When you break it all down, we must keep this issue in perspective:

If national polls show support for gay marriage, why does it keep losing in state votes?

That's the question of the week after Gallup's national poll two days ago showing 50 percent support for SSM was abruptly followed by North Carolinians voting overwhelmingly to ban the practice. That makes 42 states that now define marriage as between a man and a woman. How do we get from that national point A to the state level's point B? Can't be that Gallup is wildly off; Pew got similar numbers when they polled this issue too.

Ross Douthat speculates:

In a 2010 paper, for instance, the New York University political scientist Patrick J. Egan compared polling in advance of state same-sex marriage referendums to the actual results, and found that

"the share of voters in pre-election surveys saying that they will vote to ban same-sex marriage is typically seven percentage points lower than the actual vote on election day."

That seven-point gap between appearances and reality may help explain why same-sex marriage supporters lost referendums they expected to win in liberal states like Maine and California. And it explains why a savvy White House might take polls suggesting that the issue is a political winner with a very large helping of salt.

I think the biggest takeaway here is that little number: 42.  As in, 42 states have explicitly voted -- the people, not the judges or politicians -- to uphold marriage between a man and a woman in some way, whether to clearly define it or ban same-sex marriage altogether.  In fact, not a single voter effort has ended in favor of same-sex marriage, not even in liberal states.  The only reason same-sex marriage is 'legal' anywhere is because individual federal judges sometimes overrule the will of the people, essentially writing legislation from the judicial bench.  This just isn't an issue that is important (compared to issues like the economy and national defense) to Americans at the moment, nor is it something that most Americans are willing to embrace anyway.

But, as usual, Barack Obama is positioning himself in opposition to the American people.

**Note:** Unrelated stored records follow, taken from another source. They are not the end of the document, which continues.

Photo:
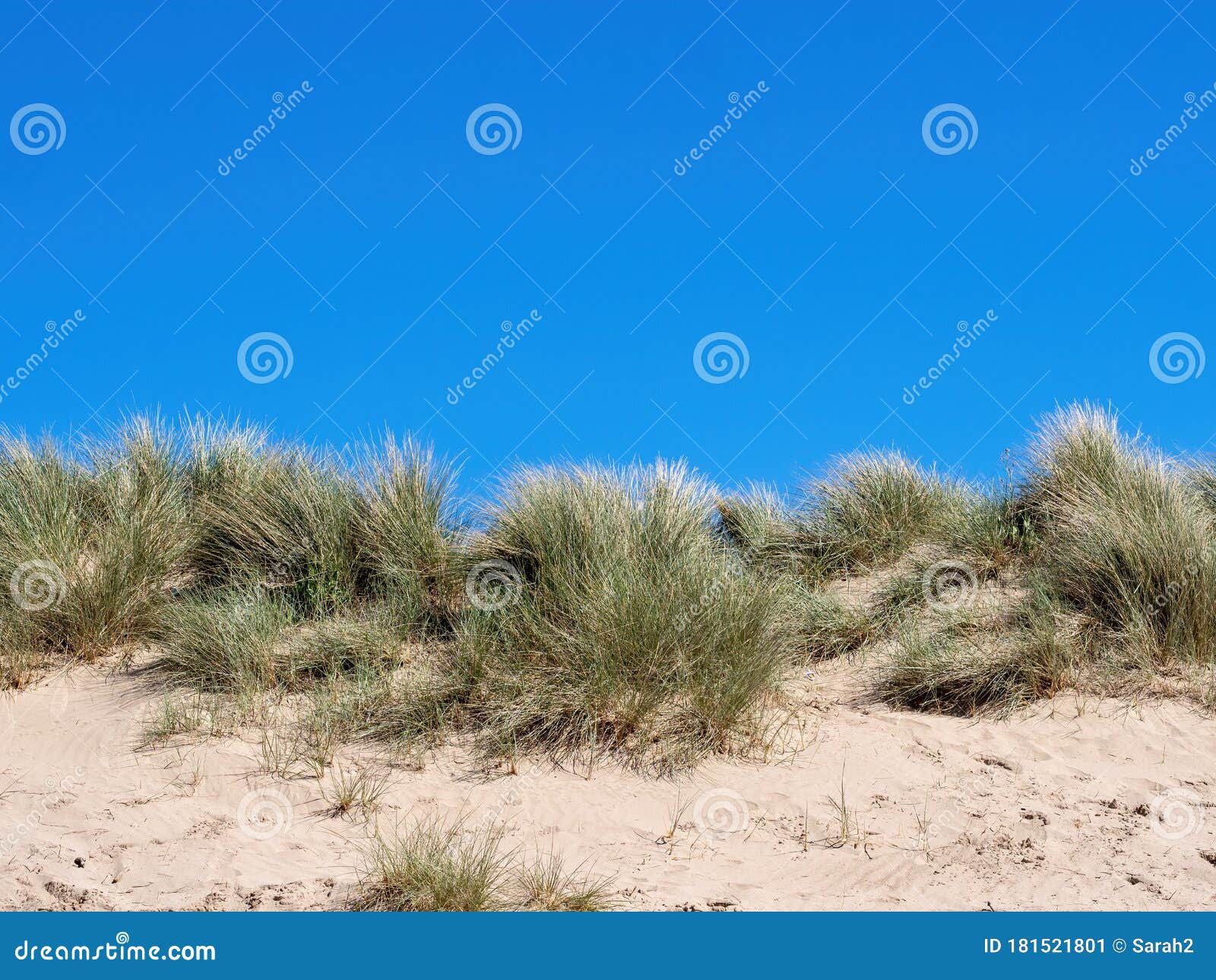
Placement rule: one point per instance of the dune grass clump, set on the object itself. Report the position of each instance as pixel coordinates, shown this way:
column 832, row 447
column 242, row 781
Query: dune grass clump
column 90, row 539
column 620, row 623
column 439, row 865
column 409, row 534
column 979, row 665
column 827, row 627
column 1128, row 540
column 280, row 516
column 986, row 530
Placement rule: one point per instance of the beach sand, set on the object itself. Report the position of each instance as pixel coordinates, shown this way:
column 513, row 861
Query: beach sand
column 1080, row 804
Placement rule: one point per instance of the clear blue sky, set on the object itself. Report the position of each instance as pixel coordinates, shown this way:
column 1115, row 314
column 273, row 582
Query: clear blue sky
column 821, row 229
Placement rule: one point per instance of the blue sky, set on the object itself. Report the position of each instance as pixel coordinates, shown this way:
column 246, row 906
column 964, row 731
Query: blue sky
column 834, row 237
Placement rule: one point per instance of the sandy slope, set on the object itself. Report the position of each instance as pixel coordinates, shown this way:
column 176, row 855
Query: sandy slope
column 1079, row 805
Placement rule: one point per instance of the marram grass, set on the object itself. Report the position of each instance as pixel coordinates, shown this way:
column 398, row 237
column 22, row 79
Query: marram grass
column 593, row 611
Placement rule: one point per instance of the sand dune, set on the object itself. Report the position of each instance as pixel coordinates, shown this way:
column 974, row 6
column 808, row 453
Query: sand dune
column 1078, row 805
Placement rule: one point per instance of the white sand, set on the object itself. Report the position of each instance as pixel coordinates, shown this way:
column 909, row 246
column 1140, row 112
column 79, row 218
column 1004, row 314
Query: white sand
column 1081, row 805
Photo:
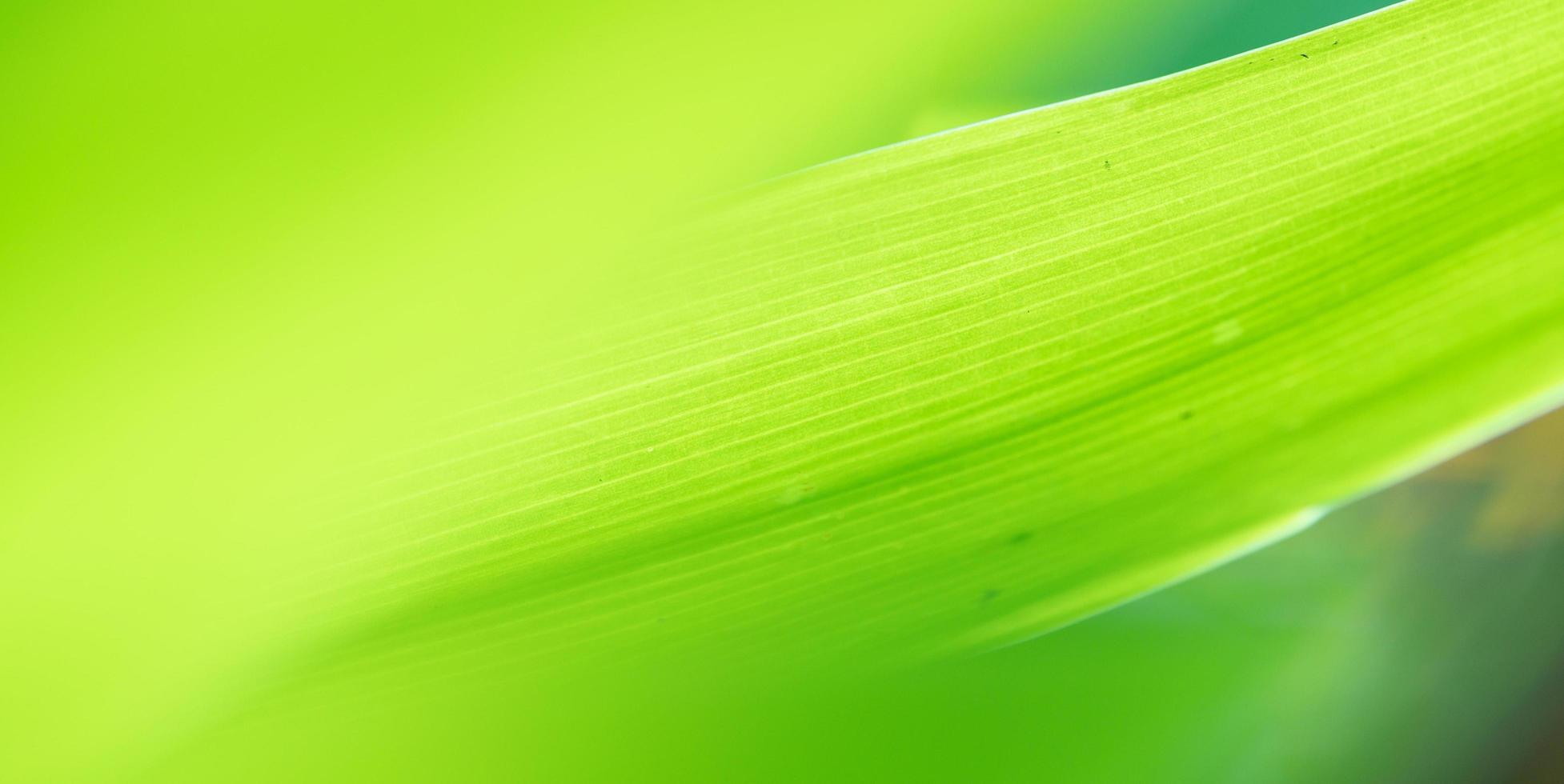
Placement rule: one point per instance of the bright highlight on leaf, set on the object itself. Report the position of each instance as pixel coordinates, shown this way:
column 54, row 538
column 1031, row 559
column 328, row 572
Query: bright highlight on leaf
column 916, row 403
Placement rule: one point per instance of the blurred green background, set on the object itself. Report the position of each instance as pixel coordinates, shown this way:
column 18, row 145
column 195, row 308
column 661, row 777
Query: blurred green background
column 238, row 239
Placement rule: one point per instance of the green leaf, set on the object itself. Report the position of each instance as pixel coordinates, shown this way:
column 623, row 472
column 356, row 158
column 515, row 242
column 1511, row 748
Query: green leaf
column 921, row 402
column 960, row 391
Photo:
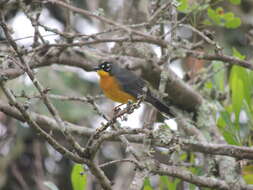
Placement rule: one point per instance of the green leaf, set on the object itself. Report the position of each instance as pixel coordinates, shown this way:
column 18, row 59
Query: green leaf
column 228, row 130
column 183, row 6
column 168, row 183
column 235, row 2
column 50, row 185
column 213, row 15
column 147, row 184
column 233, row 23
column 78, row 178
column 237, row 54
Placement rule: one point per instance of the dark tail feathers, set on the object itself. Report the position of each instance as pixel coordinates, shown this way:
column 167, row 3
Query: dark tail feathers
column 162, row 107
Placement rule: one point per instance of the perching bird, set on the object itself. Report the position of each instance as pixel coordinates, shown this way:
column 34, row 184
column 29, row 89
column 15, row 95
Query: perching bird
column 122, row 85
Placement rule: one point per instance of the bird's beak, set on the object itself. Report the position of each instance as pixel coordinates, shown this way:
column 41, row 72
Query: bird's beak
column 96, row 69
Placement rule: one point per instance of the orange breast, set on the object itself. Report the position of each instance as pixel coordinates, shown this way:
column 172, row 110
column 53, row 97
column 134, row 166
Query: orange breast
column 112, row 89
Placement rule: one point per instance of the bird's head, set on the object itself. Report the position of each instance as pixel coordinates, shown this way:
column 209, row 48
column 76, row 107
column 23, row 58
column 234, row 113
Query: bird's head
column 104, row 69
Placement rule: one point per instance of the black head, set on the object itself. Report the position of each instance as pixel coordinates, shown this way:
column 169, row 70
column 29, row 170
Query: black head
column 105, row 66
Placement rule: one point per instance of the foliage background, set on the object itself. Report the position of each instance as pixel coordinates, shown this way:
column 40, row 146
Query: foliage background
column 218, row 27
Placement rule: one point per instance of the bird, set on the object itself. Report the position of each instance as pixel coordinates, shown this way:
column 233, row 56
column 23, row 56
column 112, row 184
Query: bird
column 122, row 85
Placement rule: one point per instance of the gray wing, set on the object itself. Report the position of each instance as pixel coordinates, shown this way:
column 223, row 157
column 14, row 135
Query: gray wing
column 131, row 83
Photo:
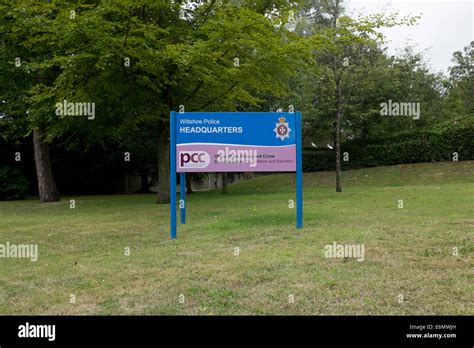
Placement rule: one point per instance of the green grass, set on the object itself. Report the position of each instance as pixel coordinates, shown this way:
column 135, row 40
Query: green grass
column 408, row 251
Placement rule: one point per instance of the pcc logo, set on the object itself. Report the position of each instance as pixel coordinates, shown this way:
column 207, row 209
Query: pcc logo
column 194, row 159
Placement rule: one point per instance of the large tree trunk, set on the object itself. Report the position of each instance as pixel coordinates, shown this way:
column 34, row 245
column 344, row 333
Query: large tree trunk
column 337, row 139
column 225, row 179
column 48, row 191
column 164, row 168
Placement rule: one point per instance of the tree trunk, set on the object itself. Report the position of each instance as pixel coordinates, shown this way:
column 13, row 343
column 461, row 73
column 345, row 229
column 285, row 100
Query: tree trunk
column 164, row 168
column 48, row 191
column 189, row 188
column 337, row 139
column 224, row 183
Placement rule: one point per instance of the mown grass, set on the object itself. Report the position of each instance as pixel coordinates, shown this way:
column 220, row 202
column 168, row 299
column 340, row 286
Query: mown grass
column 408, row 251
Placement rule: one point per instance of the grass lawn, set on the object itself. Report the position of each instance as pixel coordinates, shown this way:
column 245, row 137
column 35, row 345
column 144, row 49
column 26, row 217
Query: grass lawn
column 408, row 251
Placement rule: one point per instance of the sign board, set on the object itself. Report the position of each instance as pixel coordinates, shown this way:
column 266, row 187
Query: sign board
column 234, row 142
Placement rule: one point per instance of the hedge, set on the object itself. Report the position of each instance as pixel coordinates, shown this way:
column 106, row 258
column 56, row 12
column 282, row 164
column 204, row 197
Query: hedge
column 438, row 143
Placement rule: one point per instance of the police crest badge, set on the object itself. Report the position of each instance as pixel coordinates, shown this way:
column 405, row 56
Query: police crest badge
column 282, row 130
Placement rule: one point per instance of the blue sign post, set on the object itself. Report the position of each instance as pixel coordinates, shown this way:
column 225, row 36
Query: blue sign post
column 234, row 142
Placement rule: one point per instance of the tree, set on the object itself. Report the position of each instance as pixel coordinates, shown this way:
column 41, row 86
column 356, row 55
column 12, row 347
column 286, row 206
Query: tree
column 341, row 47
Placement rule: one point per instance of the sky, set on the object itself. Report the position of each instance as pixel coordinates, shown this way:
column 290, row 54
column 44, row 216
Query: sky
column 445, row 26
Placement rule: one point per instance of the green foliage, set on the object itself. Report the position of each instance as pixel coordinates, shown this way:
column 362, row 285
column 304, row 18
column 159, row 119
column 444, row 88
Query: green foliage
column 13, row 184
column 438, row 143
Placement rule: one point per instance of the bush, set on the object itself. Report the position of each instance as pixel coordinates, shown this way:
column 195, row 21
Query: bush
column 13, row 184
column 415, row 146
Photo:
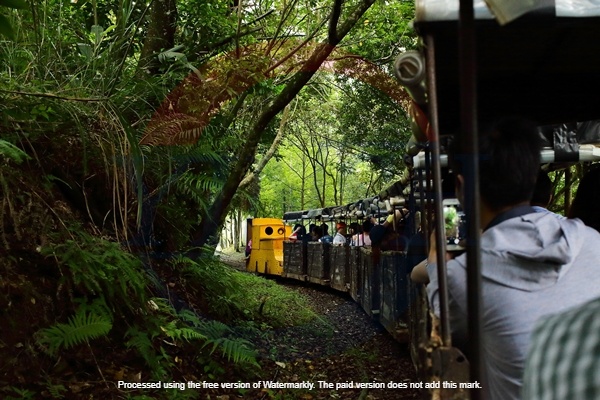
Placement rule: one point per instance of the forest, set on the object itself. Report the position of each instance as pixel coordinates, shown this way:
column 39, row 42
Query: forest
column 131, row 131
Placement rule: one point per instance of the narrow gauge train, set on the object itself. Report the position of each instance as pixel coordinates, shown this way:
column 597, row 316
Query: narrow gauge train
column 544, row 64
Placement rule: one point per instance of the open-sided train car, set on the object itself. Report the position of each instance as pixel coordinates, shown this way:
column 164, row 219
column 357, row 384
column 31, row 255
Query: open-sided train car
column 470, row 69
column 539, row 59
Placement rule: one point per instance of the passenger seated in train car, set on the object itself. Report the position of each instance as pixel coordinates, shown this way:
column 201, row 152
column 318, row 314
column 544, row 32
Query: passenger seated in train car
column 390, row 235
column 326, row 237
column 363, row 239
column 313, row 234
column 587, row 199
column 298, row 232
column 563, row 362
column 355, row 232
column 532, row 264
column 340, row 237
column 550, row 371
column 416, row 255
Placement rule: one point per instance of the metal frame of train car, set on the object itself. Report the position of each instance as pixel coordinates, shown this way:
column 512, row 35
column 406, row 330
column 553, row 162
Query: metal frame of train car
column 377, row 281
column 541, row 65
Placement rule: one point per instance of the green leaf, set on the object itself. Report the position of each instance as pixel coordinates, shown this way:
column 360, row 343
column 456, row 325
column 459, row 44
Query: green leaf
column 18, row 4
column 85, row 50
column 6, row 28
column 97, row 31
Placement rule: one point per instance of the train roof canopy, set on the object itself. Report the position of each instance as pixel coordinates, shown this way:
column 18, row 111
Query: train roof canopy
column 542, row 66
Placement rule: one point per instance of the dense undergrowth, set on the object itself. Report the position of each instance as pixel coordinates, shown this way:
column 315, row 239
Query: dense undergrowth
column 81, row 312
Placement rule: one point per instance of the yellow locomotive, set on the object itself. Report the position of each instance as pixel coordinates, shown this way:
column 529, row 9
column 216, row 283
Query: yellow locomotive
column 265, row 237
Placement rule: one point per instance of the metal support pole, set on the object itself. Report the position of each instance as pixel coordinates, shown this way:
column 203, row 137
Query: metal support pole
column 440, row 237
column 469, row 154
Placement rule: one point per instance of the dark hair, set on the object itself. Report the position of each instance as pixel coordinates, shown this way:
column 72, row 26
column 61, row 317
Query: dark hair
column 585, row 204
column 542, row 192
column 509, row 161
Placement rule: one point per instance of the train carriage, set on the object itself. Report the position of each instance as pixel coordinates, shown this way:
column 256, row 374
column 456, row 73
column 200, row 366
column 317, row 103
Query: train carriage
column 545, row 65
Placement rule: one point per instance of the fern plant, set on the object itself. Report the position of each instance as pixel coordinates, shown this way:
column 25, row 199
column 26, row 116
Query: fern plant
column 12, row 152
column 102, row 268
column 81, row 328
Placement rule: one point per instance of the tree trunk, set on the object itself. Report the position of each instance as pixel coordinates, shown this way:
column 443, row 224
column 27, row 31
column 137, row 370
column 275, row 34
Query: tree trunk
column 213, row 216
column 162, row 21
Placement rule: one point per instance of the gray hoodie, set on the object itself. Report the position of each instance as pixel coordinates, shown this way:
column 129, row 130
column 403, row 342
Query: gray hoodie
column 531, row 266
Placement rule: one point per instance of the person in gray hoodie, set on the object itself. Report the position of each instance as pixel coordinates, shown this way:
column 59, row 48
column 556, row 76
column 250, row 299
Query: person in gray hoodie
column 532, row 264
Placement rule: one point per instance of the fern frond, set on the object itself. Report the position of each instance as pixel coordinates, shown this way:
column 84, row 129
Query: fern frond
column 82, row 327
column 12, row 152
column 237, row 350
column 172, row 129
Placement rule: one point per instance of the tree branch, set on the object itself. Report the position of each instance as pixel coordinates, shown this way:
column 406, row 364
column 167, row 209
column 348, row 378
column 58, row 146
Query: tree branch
column 333, row 21
column 270, row 153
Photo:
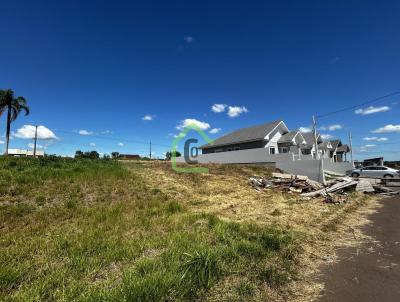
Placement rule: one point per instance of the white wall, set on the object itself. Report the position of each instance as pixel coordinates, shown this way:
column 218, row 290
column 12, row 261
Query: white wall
column 339, row 168
column 258, row 155
column 284, row 161
column 310, row 168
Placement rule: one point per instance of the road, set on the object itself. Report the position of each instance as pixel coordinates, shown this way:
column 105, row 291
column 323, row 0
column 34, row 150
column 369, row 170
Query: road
column 371, row 273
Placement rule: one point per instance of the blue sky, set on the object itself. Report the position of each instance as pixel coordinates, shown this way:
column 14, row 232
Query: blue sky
column 103, row 66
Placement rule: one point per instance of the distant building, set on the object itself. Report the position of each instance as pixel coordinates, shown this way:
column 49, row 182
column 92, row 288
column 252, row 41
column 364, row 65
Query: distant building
column 276, row 138
column 373, row 162
column 24, row 153
column 129, row 156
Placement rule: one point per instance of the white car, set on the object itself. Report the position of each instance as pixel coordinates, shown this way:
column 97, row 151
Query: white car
column 375, row 172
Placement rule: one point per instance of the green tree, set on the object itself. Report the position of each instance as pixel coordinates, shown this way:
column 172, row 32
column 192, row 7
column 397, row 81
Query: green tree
column 13, row 106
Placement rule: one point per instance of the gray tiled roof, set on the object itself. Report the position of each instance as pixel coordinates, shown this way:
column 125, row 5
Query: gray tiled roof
column 288, row 137
column 244, row 135
column 309, row 138
column 335, row 143
column 343, row 148
column 324, row 145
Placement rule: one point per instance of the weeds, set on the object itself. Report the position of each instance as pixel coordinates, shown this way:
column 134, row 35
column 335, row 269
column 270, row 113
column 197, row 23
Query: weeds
column 93, row 230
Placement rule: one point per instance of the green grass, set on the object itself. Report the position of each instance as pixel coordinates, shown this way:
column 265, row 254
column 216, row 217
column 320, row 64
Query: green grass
column 91, row 230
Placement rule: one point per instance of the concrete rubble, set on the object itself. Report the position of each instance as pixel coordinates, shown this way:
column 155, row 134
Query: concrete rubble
column 334, row 191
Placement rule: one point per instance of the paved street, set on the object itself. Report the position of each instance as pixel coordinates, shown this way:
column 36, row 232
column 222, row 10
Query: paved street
column 373, row 274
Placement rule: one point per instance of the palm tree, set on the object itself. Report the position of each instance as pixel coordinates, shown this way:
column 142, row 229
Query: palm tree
column 14, row 106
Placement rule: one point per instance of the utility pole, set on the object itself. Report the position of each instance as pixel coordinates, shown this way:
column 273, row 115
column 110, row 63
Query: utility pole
column 351, row 149
column 315, row 138
column 150, row 150
column 34, row 145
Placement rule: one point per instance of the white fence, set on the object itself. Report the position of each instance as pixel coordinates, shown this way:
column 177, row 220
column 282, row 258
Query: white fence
column 340, row 168
column 259, row 155
column 288, row 162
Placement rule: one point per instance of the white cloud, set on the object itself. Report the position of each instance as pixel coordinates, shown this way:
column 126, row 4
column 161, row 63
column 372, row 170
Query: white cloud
column 234, row 111
column 107, row 132
column 217, row 108
column 32, row 146
column 387, row 129
column 371, row 110
column 190, row 121
column 377, row 139
column 188, row 39
column 366, row 147
column 215, row 130
column 331, row 127
column 326, row 136
column 305, row 129
column 335, row 127
column 85, row 132
column 180, row 135
column 28, row 132
column 148, row 117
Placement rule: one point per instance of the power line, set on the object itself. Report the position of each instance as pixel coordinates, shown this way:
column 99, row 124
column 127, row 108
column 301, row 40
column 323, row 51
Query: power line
column 113, row 138
column 358, row 105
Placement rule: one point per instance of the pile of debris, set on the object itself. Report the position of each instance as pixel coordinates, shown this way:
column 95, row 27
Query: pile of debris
column 334, row 191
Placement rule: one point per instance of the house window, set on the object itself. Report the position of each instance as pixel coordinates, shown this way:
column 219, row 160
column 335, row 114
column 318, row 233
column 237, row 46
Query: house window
column 272, row 150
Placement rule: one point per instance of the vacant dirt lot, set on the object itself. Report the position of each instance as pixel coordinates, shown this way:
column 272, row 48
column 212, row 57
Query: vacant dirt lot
column 100, row 230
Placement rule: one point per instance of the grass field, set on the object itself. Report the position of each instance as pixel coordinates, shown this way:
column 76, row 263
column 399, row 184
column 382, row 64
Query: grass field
column 101, row 230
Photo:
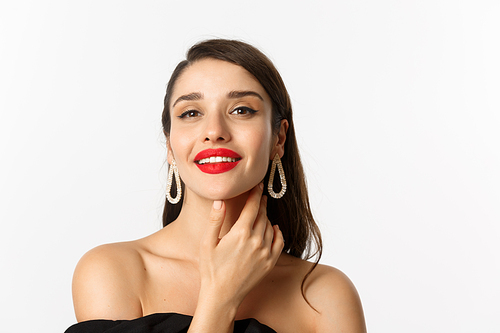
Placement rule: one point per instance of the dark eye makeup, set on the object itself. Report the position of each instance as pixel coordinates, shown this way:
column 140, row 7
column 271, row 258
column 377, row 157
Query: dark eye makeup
column 189, row 114
column 243, row 110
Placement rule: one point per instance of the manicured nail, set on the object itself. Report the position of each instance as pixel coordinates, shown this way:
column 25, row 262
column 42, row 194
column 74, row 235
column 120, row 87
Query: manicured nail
column 217, row 204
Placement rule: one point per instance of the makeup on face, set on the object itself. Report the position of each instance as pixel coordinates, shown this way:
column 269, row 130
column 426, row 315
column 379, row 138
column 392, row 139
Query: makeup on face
column 214, row 161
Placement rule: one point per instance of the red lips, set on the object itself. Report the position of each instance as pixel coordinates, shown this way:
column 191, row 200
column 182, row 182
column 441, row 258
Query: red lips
column 219, row 167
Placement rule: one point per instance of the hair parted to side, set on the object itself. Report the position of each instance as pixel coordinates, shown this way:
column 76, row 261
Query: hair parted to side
column 292, row 212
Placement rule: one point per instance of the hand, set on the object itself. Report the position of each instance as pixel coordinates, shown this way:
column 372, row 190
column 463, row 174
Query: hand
column 232, row 266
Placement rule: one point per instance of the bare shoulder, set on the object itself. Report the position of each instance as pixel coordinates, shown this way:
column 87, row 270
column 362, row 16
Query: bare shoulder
column 336, row 300
column 105, row 282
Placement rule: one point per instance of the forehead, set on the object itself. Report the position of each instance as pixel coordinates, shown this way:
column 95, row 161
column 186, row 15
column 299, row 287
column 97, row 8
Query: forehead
column 216, row 78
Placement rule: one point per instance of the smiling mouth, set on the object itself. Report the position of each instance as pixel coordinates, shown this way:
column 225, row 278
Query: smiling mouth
column 217, row 159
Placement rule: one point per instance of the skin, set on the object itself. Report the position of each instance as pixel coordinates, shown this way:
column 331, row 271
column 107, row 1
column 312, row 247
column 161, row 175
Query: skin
column 221, row 259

The question is whether or not it will harm him in the upcoming election, and if so by how much.  Let's look at North Carolina for a possible signpost:

Eight days ago, North Carolina voters added the previously existing statutory language defining marriage as between one man and one woman to their state constitution.  The very next day, Barack Obama -- who won North Carolina by 0.3% in 2008 -- endorsed the legalization of same-sex marriage.  A new Rasmussen poll shows the predictable consequences, which will likely end North Carolina's status as a battleground state this cycle:

Mitt Romney has moved out to an eight-point lead over President Obama in North Carolina after the two men were virtually tied a month ago.

The latest Rasmussen Reports telephone survey of Likely Voters in the Tar Heel State shows the putative Republican nominee earning 51% of the vote to Obama's 43%. Two percent (2%) like some other candidate, and four percent (4%) are undecided.

That's a big change from last month when Romney posted a narrow 46% to 44% lead over the president in Rasmussen Reports' first survey of the race in North Carolina.  Democrats have signaled North Carolina's importance as a key swing state by deciding to hold their national convention in Charlotte this summer.

In North Carolina, Romney is ahead of Obama on both the economy and favorability, and with men, women, and senior demographic groups.  In fact, the only real lead Obama still has is with young voters, which are historically unreliable at the voting booth.  Whether or not this will play out similarly on a national scale is, of course, subject to change, and six months is a virtual lifetime in politics...but the White House has got to be near-panic with all of this.

Mitt Romney, on the other hand, maintains his consistently-held position against gay marriage, and is trying to bring the conversation back to real issues facing Americans today.